The only question now is whether the financial industry will pay a price for this privilege, whether Wall Street will be obliged to behave responsibly in return for government backing. And who could be against that?

Well, how about John Boehner, the House minority leader? Recently Mr. Boehner gave a talk to bankers in which he encouraged them to balk efforts by Congress to impose stricter regulation. “Don’t let those little punk staffers take advantage of you, and stand up for yourselves,” he urged — where by “taking advantage” he meant imposing some conditions on the industry in return for government backing.

Barney Frank, the chairman of the House Financial Services Committee, promptly had “Little Punk Staffer” buttons made up and distributed to Congressional aides.

But Mr. Boehner isn’t the problem: Mr. Frank has already shepherded fairly strong financial reform through the House. Instead, the question is what will happen in the Senate.

In the Senate, the legislation on the table was crafted by Senator Chris Dodd of Connecticut. It’s significantly weaker than the Frank bill, and needs to be made stronger, a topic I’ll discuss in future columns. But no bill will become law if Senate Republicans stand in the way of reform.

But won’t opponents of reform fear being cast as allies of the bad guys (which they are)? Maybe not. Back in January, Frank Luntz, the G.O.P. strategist, circulated a memo on how to oppose financial reform. His key idea was that Republicans should claim that up is down — that reform legislation is a “big bank bailout bill,” rather than a set of restrictions on the banks.

Sure enough, a few days ago Senator Richard Shelby of Alabama, in a letter attacking the Dodd bill, claimed that an essential part of reform — tougher oversight of large, systemically important financial companies — is actually a bailout, because “The market will view these firms as being ‘too big to fail’ and implicitly backed by the government.” Um, senator, the market already views those firms as having implicit government backing, because they do: whatever people like Mr. Shelby may say now, in any future crisis those firms will be rescued, whichever party is in power.

The only question is whether we’re going to regulate bankers so that they don’t abuse the privilege of government backing. And it’s that regulation — not future bailouts — that reform opponents are trying to block.
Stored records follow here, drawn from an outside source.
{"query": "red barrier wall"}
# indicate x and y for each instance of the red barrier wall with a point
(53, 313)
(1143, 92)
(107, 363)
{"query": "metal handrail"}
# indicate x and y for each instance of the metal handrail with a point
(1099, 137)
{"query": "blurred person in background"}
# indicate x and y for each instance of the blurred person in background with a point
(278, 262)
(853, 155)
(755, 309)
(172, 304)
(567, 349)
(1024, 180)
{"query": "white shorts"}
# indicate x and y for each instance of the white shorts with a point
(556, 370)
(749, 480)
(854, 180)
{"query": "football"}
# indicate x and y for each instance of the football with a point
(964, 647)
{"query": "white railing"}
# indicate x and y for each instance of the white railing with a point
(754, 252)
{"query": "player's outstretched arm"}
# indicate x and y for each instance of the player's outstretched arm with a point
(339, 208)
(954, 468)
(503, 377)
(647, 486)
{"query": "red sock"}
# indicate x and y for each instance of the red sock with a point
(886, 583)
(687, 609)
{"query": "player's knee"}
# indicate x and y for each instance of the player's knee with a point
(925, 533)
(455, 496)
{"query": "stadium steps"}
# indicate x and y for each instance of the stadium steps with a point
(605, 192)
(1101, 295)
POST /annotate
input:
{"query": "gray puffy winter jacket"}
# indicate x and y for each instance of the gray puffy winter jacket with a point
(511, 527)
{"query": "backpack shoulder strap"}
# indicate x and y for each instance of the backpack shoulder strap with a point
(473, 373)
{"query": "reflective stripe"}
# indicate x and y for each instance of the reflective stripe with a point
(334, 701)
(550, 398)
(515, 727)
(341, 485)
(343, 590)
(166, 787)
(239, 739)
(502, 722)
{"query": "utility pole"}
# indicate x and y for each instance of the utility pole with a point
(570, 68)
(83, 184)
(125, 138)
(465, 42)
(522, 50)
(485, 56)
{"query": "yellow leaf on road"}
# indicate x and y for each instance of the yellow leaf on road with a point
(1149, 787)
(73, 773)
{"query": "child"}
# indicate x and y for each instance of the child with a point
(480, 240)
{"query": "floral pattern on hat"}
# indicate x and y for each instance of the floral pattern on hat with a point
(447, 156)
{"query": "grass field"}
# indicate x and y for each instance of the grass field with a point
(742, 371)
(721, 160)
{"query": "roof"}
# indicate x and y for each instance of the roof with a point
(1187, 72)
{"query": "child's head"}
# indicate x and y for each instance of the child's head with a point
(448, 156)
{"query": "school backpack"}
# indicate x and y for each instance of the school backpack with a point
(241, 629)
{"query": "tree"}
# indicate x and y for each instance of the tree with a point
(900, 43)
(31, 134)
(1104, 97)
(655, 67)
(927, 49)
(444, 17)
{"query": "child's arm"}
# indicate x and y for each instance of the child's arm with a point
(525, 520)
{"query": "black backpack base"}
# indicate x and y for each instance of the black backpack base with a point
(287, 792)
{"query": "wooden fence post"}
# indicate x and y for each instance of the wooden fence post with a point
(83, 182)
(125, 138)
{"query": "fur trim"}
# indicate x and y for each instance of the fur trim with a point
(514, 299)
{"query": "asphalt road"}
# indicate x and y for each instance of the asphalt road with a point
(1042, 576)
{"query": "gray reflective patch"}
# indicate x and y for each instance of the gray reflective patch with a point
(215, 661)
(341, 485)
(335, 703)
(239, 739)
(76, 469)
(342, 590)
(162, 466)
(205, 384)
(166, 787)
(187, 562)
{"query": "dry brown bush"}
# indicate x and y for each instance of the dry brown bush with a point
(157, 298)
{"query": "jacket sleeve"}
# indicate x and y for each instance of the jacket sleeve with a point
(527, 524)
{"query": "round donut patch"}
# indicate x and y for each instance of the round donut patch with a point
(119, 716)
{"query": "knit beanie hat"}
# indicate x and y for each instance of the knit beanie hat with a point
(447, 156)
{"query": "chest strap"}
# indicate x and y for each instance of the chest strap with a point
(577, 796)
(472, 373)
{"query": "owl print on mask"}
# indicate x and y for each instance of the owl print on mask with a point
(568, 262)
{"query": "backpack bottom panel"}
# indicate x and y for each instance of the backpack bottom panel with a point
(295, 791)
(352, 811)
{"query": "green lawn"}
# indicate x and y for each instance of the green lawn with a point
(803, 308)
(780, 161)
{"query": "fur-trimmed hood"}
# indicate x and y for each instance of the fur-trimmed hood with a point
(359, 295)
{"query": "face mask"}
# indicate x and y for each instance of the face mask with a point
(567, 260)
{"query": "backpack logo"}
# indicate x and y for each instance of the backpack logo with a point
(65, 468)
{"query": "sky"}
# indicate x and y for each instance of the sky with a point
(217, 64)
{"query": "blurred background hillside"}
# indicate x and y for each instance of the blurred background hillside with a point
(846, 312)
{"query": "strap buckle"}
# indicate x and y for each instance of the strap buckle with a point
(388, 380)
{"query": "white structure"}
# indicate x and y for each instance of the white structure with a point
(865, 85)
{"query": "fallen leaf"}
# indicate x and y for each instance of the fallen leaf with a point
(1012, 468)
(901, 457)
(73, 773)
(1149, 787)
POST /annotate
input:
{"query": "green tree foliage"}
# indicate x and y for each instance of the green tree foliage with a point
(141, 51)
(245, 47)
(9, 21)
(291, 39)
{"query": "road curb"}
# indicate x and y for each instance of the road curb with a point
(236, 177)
So it’s the punks versus the plutocrats — those who want to rein in runaway banks, and bankers who want the freedom to put the economy at risk, freedom enhanced by the knowledge that taxpayers will bail them out in a crisis. Whatever they say, the fact is that people like Mr. Shelby are on the side of the plutocrats; the American people should be on the side of the punks, who are trying to protect their interests.